It is about 20 years ago that I started to collect data from literature on the 4f-5d transitions energies of the lanthanides in inorganic compounds. This curiosity driven research was inspired by my desire to understand why and how the emission from Ce³⁺, applied as luminescence activator in scintillation crystals, changes with type of compound. It was also inspired by observations and reports on constant energy differences between 4f-5d transition energies when that of Ce, Pr, and Nd in the same compound are compared. Today, data has been collected on 2000+ compounds with information on all divalent and all trivalent lanthanides extracted from 7000+ manuscripts. Information that comprises not only 4f-5d transitions but also VBàLn charge transfer band energies, host exciton energies, luminescence decay and quenching data. The data base is current being augmented with data on the 6s²-elements and transition metal elements.

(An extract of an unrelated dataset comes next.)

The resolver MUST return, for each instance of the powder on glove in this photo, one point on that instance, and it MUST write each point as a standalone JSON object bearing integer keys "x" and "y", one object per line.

Figure 1. A typical VRBE diagram, here for LaAlO₃, illustrating the location of Ln²⁺ 4f-levels (in red) and Ln³⁺ 4f-levels (in blue). Open data symbols are the VRBE in the lowest energy Ln³⁺ level.

A brief overview on the methods and models derived from this curiosity driven research is presented. Particularly, attention is focussed on the chemical shift model that enables to construct so-called vacuum referred binding energy (VRBE) diagrams as illustrated in Figure 1. It is a unique method that provides information on the VRBE at the top of the valence band and the bottom of the CB in a routine fashion. The electronic structure of inorganic compounds can be compared with each other with reference to a common energy, i.e., the energy of an electron at rest in vacuum. Figure 2 shows a stacked VRBE diagram. It turns out that when comparing different compounds with each other, the VRBE in the lanthanide 4fⁿ ground state levels show much less variation than the VRBE at the conduction band bottom or valence band top. This illustrates that in order to understand (electronic) structure property relationships we should understand what controls the VRBE at the CB-bottom and VB-top rather than what controls the VRBE in the 4fⁿ ground state.

Figure 2. A stacked diagram of VRBE schemes of various oxide compounds illustrating that the lanthanide 4f ground state levels of Eu²⁺ and Ce³⁺ are fairly compounds invariant but that host band energies change widely.

Problem with such new insight is that rarely VRBE information is provided. Photo-electron spectroscopy techniques and ab-initio or first principles calculations commonly relate energies with respect to the Fermi energy but not to the vacuum level. Electrochemistry does make use of a common energy reference. This is the standard hydrogen potential, and since that potential is equivalent to -4.44 eV on the VRBE-scale, one may, although rarely done so, translate redox potentials into VRBE energies. This means that data on redox potentials, as is abundantly available in the studies on materials for photo-catalytic splitting of water, can be used to derive VRBE energies. In Li-ion battery research, the common reference is the Li^0/+ redox potential, and again the data on materials for battery research can be translated into VRBE data. Above demonstrates that the different disciplines; luminescence materials, materials for catalysis, and materials for batteries are “speaking their own languages”. However, as a matter of fact, many properties relate to one and the same, i.e., the binding energy of electrons with respect to the vacuum level. I will demonstrate how the different disciplines connect and how insight from luminescence studies may be of use to the other disciplines and vice versa.